Southside National must quote an exact interest rate of approximately **12.17%** to charge $45,000 in interest over 90 days on a $1,500,000 loan.

Solution

We start by noting that Rimrock Bank’s ordinary‐interest loan is stated as 13%. However, when we compute interest on a $1,500,000 loan for 90 days at 13% using the ordinary interest formula (which uses a 360‑day year), we get   Interest = Principal × Rate × (Days/360)        = 1,500,000 × 0.13 × (90/360)        = 1,500,000 × 0.13 × 0.25        = 1,500,000 × 0.0325        = $48,750. On the other hand, the “last offer” mentioned is for an interest amount of $46,875. (Notice that $46,875 is exactly what you would get if the rate were 12.5% because 1,500,000 × 0.125 × 0.25 = 46,875.) Thus, it appears the competing offer is based on a 12.50% rate using ordinary (360‐day) interest. Now, Southside National wants to charge $1,875 less interest than this offer. So, the interest they would collect is   $46,875 – $1,875 = $45,000. However, Southside National will use “exact interest,” meaning interest is computed using the actual number of days in the year (365 days). For an exact‐interest calculation over 90 days, the interest is computed as   Interest = Principal × (Exact Annual Rate) × (Days/365). We set this equal to $45,000 and solve for the rate (r):   1,500,000 × r × (90/365) = 45,000. Solve for r:   r = 45,000 / [1,500,000 × (90/365)]. It is often easiest to rearrange the fraction:   r = (45,000 × 365) / (1,500,000 × 90).

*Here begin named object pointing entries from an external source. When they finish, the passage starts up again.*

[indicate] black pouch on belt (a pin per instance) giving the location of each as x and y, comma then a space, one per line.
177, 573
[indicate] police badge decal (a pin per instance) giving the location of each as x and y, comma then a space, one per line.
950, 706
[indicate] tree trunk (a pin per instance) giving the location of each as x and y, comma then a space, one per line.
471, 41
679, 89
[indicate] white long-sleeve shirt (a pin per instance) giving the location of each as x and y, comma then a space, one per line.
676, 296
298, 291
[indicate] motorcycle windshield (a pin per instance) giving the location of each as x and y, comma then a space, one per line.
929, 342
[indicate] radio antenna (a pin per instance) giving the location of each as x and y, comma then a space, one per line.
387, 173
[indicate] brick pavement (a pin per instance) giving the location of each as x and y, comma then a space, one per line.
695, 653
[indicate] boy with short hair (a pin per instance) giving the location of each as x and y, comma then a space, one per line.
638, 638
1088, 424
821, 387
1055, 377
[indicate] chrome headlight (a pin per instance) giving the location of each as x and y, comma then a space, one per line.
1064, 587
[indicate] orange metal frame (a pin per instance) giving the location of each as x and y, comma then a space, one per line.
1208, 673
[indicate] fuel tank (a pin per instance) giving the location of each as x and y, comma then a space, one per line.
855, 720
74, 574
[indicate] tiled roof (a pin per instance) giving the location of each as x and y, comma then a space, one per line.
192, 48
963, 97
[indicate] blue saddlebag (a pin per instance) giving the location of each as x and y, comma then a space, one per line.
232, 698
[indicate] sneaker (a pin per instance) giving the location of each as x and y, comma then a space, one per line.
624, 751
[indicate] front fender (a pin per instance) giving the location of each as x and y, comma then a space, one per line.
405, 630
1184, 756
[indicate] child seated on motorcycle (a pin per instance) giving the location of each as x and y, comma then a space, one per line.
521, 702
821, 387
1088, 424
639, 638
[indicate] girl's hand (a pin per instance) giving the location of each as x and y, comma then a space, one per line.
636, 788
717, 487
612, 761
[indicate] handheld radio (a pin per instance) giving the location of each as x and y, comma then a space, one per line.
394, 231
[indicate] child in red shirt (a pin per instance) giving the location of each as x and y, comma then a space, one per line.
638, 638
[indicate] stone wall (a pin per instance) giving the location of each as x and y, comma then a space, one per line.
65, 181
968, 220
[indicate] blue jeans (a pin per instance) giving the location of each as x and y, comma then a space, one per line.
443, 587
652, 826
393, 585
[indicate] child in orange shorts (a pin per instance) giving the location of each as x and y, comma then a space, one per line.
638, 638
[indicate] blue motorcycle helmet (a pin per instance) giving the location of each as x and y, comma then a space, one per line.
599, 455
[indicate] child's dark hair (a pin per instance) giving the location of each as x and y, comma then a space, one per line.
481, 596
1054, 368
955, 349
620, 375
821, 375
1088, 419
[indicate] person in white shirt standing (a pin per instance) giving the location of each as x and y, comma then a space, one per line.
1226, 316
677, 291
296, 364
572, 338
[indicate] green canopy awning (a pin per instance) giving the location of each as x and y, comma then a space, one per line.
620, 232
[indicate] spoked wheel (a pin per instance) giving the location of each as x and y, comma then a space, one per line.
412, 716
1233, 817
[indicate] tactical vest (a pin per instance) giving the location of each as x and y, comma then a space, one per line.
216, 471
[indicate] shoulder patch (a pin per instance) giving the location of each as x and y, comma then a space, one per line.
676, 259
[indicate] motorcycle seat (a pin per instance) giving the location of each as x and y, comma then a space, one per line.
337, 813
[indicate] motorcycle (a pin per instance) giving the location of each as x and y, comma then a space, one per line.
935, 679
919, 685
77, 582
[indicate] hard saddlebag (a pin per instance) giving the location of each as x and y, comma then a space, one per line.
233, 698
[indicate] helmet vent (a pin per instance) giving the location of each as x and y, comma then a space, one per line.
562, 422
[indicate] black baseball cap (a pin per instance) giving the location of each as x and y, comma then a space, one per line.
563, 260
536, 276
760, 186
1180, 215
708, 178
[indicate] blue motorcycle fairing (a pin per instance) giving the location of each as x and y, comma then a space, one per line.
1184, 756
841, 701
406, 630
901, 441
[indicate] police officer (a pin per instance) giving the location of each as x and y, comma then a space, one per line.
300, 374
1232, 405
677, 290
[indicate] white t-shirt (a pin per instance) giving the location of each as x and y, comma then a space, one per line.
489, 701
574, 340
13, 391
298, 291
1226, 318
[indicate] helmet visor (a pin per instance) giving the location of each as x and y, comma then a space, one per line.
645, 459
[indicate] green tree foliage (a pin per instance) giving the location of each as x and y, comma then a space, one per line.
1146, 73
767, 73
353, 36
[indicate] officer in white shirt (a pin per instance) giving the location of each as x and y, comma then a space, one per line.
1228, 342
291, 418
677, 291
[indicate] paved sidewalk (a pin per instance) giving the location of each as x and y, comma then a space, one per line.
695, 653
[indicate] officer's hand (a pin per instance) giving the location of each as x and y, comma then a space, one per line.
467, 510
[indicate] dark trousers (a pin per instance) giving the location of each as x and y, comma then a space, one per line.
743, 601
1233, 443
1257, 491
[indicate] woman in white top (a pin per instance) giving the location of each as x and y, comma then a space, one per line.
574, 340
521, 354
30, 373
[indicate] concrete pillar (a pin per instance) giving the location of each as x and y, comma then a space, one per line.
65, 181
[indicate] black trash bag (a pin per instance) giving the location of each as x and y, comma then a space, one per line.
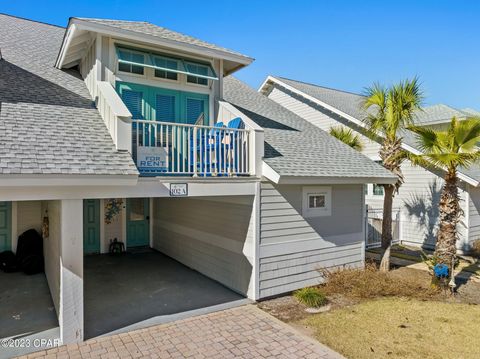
29, 242
8, 262
30, 252
32, 264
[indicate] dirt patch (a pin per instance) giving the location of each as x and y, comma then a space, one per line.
401, 282
287, 308
399, 328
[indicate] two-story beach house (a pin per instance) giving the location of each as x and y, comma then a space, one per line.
129, 131
416, 205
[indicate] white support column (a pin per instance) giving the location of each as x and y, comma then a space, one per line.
71, 271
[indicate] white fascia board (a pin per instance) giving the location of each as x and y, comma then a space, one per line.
151, 39
248, 121
313, 99
66, 180
145, 187
113, 99
335, 180
67, 39
356, 121
269, 173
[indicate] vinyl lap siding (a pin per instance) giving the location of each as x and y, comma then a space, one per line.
292, 248
317, 116
474, 214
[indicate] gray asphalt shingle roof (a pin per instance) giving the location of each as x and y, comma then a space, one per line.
48, 124
349, 103
148, 28
293, 146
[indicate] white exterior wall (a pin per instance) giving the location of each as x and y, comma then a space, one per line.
88, 69
52, 250
418, 196
213, 235
116, 229
474, 214
293, 248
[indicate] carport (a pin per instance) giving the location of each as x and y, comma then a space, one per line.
26, 305
128, 289
199, 255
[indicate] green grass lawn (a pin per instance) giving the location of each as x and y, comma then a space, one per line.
400, 328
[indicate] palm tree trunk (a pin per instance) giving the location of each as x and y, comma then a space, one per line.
450, 211
387, 227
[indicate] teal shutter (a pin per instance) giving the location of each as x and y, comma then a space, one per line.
5, 226
194, 108
133, 100
165, 108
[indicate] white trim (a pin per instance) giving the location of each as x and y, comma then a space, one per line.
264, 87
150, 221
247, 120
124, 222
67, 40
467, 213
131, 35
113, 99
103, 243
146, 187
256, 248
324, 191
26, 180
269, 173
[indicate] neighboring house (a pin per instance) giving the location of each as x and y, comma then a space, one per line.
417, 200
108, 131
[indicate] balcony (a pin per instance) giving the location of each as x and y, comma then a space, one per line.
233, 147
164, 148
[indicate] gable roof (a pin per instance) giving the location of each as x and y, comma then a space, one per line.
80, 31
48, 122
147, 28
348, 105
471, 112
296, 148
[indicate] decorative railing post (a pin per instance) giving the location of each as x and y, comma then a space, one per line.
194, 150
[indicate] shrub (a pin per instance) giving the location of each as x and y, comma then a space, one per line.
476, 248
312, 297
371, 283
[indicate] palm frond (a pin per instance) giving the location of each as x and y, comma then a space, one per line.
457, 146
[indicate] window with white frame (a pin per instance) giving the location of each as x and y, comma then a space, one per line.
132, 63
198, 69
377, 189
317, 201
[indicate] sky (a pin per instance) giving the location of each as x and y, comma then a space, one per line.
342, 44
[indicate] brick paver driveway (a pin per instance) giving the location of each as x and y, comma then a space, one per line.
242, 332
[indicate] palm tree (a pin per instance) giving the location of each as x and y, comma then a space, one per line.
347, 136
457, 146
389, 111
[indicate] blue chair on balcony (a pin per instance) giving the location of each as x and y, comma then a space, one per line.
208, 149
232, 144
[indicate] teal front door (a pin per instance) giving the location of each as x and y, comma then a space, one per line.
5, 226
159, 104
138, 216
91, 226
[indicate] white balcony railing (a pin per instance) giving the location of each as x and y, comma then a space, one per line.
116, 116
182, 149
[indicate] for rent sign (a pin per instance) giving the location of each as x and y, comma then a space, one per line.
152, 159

Now calculate step‐by‐step: 1. First, simplify 45,000/1,500,000:   45,000/1,500,000 = 0.03. 2. Then, compute 365/90:   365/90 ≈ 4.05556. 3. Multiply the results:   r ≈ 0.03 × 4.05556 ≈ 0.12167. Expressed as a percentage, this is approximately 12.17%. Therefore, if Southside National wants to charge $1,875 less interest (i.e. $45,000 total interest on a $1,500,000 loan for 90 days), it must quote an exact annual interest rate of about 12.17% (rounded to the nearest hundredth of a percent).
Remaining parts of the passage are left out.